TRENTON – State Sen. Richard J. Codey (D-Essex) today called for action on legislation he has sponsored that would increase penalties for using a cell phone while driving. This comes a week after the National Transportation Safety Board (NTSB) called for a nationwide ban on the use of cell phones and text messaging devices while driving. It is the most stringent recommendation yet made by the NTSB on this issue.
“In light of the NTSB’s recent announcement, it would only make sense that we move to get this legislation passed and signed into law,” said Codey. “There is now no question that texting and the use of handheld cell phones while driving are more dangerous than being intoxicated while behind the wheel. We had an all out, full fledged crusade to stop drunk driving, and rightfully so. But now it is time we put the same kind of effort into stopping texting and using a handheld cell phone while driving.”
The bill, S-2181, would put in place a graduated penalty structure for repeat offenders who violate the state’s hands-free cell phone law more than once in a ten-year period – a motor vehicle violation that, under current law, carries a $100 fine for first and subsequent offenses. Under the bill as amended, first-time offenders would have to pay a fine of $200. Drivers convicted of a second offense within 10 years of the first would have to pay a fine of $400, and drivers convicted of a third and subsequent offenses within 10 years of the first would have to pay a fine of $600 and face driver’s license suspension of up to 90 days.
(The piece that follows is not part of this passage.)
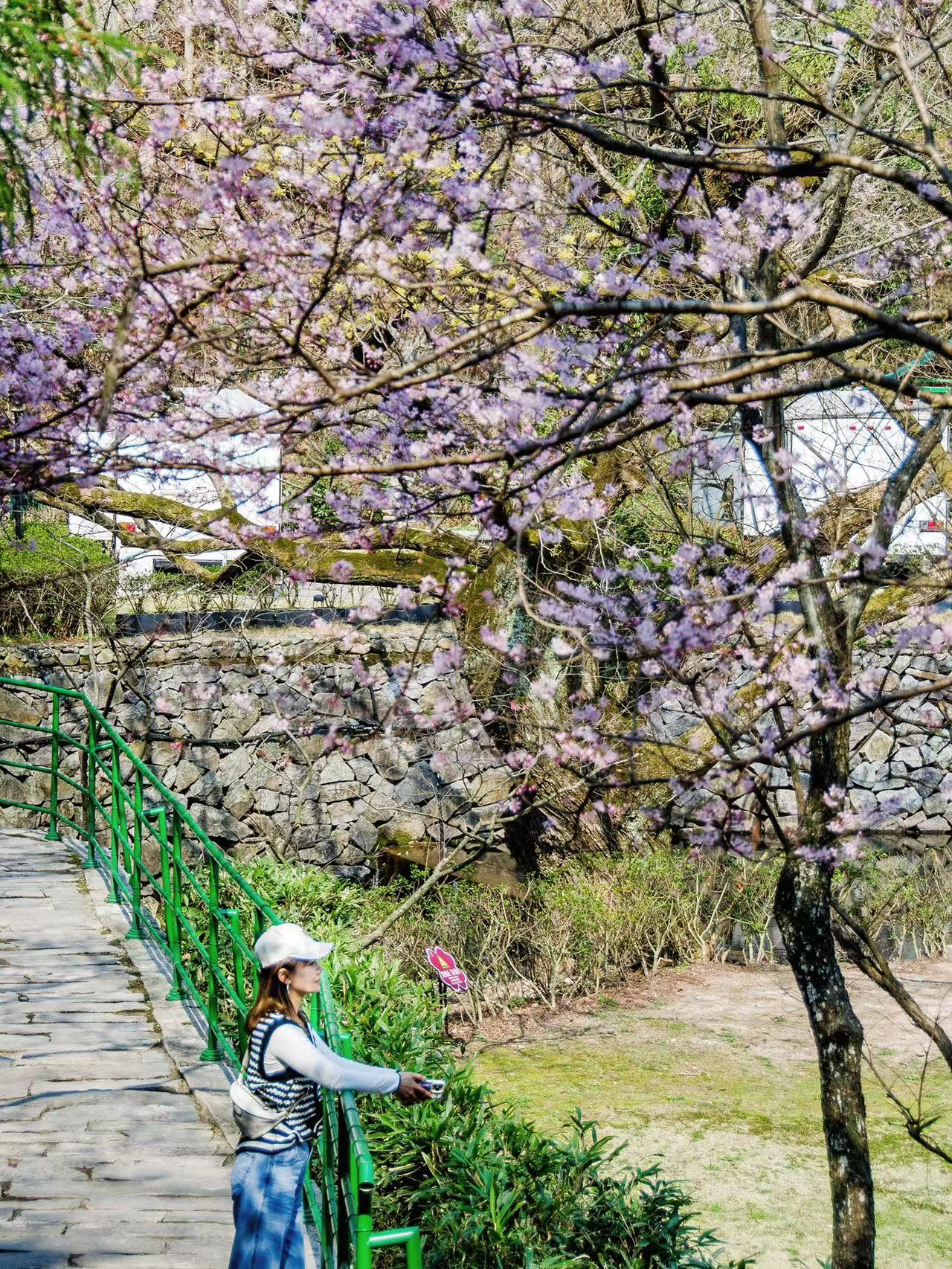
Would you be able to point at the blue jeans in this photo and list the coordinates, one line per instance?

A 2009 report by Car and Driver Magazine showed that a 37-year-old test subject took 0.56 seconds to hit the breaks when driving sober. He slowed down by 0.04 seconds when intoxicated, traveling an extra four feet in a vehicle moving at 70 mph. When reading an e-mail, he took an extra 0.35 seconds (add 36 feet) and an extra 0.68 seconds while sending a text message (add 70 feet).
A study by the Transport Research Laboratory showed that reaction times were 35% worse for drivers sending a text message, as opposed to 12% worse for those at the legal limit of intoxication and 21% worse for those under the influence of cannabis. A study prepared by the Virginia Tech Transportation Institute found that text messaging took drivers’ focus away for 4.6 seconds, and a Clemson University simulator study found that text messaging and using an iPod caused drivers to leave their lanes ten percent more often.
In addition, a study recently released by the American Journal of Public Health noted that, if not for texting while driving, the number of deaths caused by distracted driving would have dropped every year from 2002 to 2007, from 4,611 deaths nationwide in 2001 to 1,925 in 2007. Instead, the study found a 19 percent increase in auto fatalities for every 1 million additional cell phone subscribers, and an increase to 5,870 deaths caused in 2008 due to distracted driving.
“I hope that the Assembly can move on this bill before the current Legislative session is over and that Governor Christie will sign it as soon as it lands on his desk. It has been a year since it passed in the Senate and any further delay will only cause more risk for people on the road,” said Codey.
S-2181 passed the Senate on Dec. 20, 2010 by a vote of 30-7. It is currently before the Assembly Budget Committee.